The data web of song selections can be analyzed to determine participant preferences, but not rationales behind the preferences. For example, “Track 18: Fifth Symphony” by Beethoven is the most selected song with 16 of the 21 participants choosing it (myself included). On its own that data might suggest a Western bias, fame and recognition of the song, or overwhelming preference towards it. Given the varied possibilities for the popularity of the selection, rationale is difficult, if not impossible to discern. All that is evident is that the track is widely chosen. The second most selected was “Track 3: Percussion (Senegal),” and a three-way tie for third with “Track 25: Jaat Kahan Ho,” “Track: Johnny B. Goode.” And “Track 14: Melancholy Blues.” These, combined with “Track 18: Fifth Symphony,” may indicate a Western bias towards music selection given three of the five tracks are Western, however, the possible rationale for selecting them remain the same, and no definitive reasoning can be deduced. Just as the rationale for selecting any given track cannot be learned through this data alone, nor is the reasoning for not selecting a given track apparent. The reasoning is too broad to be inferred through simple numeric interpretation. Quantitative data like this cannot give qualitative reasoning for its results, especially when nothing is known about the participants making the connections.

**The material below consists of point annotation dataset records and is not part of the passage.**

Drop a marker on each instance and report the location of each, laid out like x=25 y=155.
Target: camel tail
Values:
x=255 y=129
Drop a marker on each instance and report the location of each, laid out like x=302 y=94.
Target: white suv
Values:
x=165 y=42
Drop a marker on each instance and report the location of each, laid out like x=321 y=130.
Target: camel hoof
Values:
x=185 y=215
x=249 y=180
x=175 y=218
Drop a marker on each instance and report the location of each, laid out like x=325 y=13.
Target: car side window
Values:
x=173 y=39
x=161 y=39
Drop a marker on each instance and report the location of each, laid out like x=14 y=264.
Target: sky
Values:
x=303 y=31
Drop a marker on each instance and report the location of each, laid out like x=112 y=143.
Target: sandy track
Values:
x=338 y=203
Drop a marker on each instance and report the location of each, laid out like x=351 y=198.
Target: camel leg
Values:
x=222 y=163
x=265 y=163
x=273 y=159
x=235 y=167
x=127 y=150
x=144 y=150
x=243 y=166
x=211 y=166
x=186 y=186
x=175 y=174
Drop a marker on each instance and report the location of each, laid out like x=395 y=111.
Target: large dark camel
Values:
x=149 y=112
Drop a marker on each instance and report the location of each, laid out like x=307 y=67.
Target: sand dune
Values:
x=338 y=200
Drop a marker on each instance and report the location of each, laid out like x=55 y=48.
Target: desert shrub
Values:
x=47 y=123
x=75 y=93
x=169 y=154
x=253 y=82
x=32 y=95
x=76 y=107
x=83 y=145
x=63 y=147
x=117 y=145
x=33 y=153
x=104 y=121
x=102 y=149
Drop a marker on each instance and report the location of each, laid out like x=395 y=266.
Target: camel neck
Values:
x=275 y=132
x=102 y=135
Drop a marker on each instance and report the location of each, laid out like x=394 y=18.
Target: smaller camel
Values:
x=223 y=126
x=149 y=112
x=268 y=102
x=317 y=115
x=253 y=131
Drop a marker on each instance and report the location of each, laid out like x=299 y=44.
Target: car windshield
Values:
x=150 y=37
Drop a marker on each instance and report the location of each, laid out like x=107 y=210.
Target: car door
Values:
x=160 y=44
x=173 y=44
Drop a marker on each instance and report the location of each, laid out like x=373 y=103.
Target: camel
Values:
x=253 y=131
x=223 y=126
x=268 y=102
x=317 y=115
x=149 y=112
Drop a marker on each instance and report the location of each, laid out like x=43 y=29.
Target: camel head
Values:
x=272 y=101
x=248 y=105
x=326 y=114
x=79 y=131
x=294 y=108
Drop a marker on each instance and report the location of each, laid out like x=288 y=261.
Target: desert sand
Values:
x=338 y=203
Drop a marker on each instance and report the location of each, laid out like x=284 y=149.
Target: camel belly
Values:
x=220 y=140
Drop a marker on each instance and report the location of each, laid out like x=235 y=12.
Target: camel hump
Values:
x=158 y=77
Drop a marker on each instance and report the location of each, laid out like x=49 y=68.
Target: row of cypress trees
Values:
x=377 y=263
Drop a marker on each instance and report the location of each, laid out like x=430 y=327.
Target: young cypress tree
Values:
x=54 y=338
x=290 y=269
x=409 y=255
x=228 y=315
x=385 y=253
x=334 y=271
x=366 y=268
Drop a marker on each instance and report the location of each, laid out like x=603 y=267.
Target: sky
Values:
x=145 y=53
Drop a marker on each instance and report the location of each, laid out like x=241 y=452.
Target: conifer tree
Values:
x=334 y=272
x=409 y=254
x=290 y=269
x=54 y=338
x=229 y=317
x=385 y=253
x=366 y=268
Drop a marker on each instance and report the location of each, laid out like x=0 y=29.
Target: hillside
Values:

However, the weight of the top three selections, if combined with a search algorithm would favour Western results. If our class data were to be the only information used on a search for something like: “best music,” “top tracks,” “songs to launch into space” or “earth’s greatest hits,” the results would suggest, and reinforce Western dominance. If these were the results of such searches, not only would Western music be overrepresented in a search, but would likely further be entrenched by those searching. By selecting those tracks, they would add further weight to the results, burying the remaining pieces of music into web searching obscurity.
Similarly, if communities are recommended based on the degree of connectivity, the potential for new music to permeate into that community become increasingly small as fewer and fewer members have outlying selections. Given that there is no way to know the reasoning for the number of connections shared with other members in my community, the relevance of the community is also uncertain. Similarly, with no directionality to the nodes, the relationship between members is also unknown. While I may share several track selections with other members, having no sense of preference or value associated with those connections makes them difficult to analyze. My belonging to a community based on connection alone might be problematic.